Kasie Humas Polres Karawang, Ipda Cep Wildan di Karawang, Rabu menyampaikan, aksi nekat dilakukan oleh seorang pria berinisial DH (38) yang mencoba menggasak sepeda motor di samping sebuah toko di Desa Cikampek Timur, Karawang.

Ia menyampaikan, peristiwa itu terjadi pada Senin (04/05) siang sekitar pukul 14.30 WIB. Bermula saat korban, Budi Ansyah, tengah sibuk melayani pembeli di toko alat listrik miliknya. 

Sepeda motor jenis Honda Beat warna merah milik korban terparkir di samping toko dalam kondisi kunci masih menggantung di lubang kunci.

Melihat ada kesempatan, tersangka DH (38) Warga Desa Dawuan Barat, Kecamatan Cikampek segera melancarkan aksinya dengan cara mendorong motor tersebut menjauh dari lokasi.

"Beruntung, saat itu korban menyadari motornya sedang didorong oleh pelaku menuju arah pencucian motor yang berjarak sekitar 100 meter. Lalu korban langsung berteriak dan mengejar pelaku," katanya.

Sebelum sempat menyalakan mesin motor, pelaku berhasil diamankan oleh korban bersama warga setempat, yang kemudian diserahkan ke Polsek Cikampek untuk menghindari aksi main hakim sendiri.

"Dari tangan tersangka, menyita barang bukti sepeda motor Honda Beat berwarna merah. Dokumen asli BPKB kendaraan tersebut," katanya.

Berdasarkan hasil pemeriksaan sementara di Polsek Cikampek, tersangka mengaku melakukan pencurian secara spontan.

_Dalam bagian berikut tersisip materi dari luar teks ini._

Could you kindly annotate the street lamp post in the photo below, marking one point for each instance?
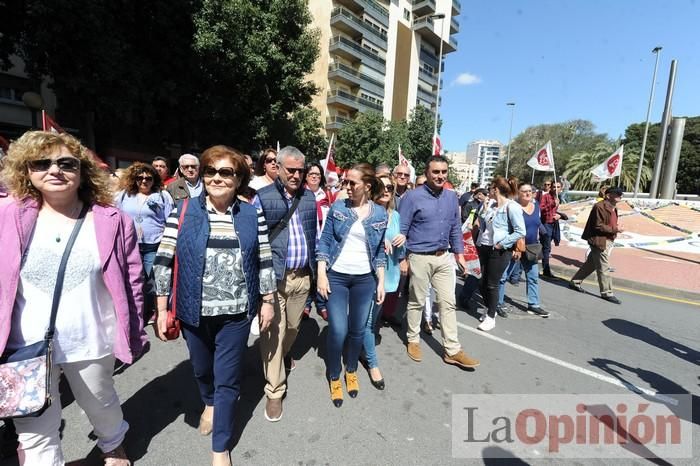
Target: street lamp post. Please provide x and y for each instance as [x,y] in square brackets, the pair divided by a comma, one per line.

Niat jahat tersebut muncul saat ia melihat kunci motor korban masih menempel, sehingga ia merasa ada kesempatan untuk membawa kabur kendaraan tersebut.

"Kami telah melakukan olah tempat kejadian perkara (TKP), pemeriksaan saksi-saksi dan korban. Tersangka kini mendekam di sel tahanan Polsek Cikampek dan dijerat dengan Pasal 476 KUHPidana sesuai dengan Undang-Undang No. 1 Tahun 2023 tentang Kitab Undang-Undang Hukum Pidana," katanya.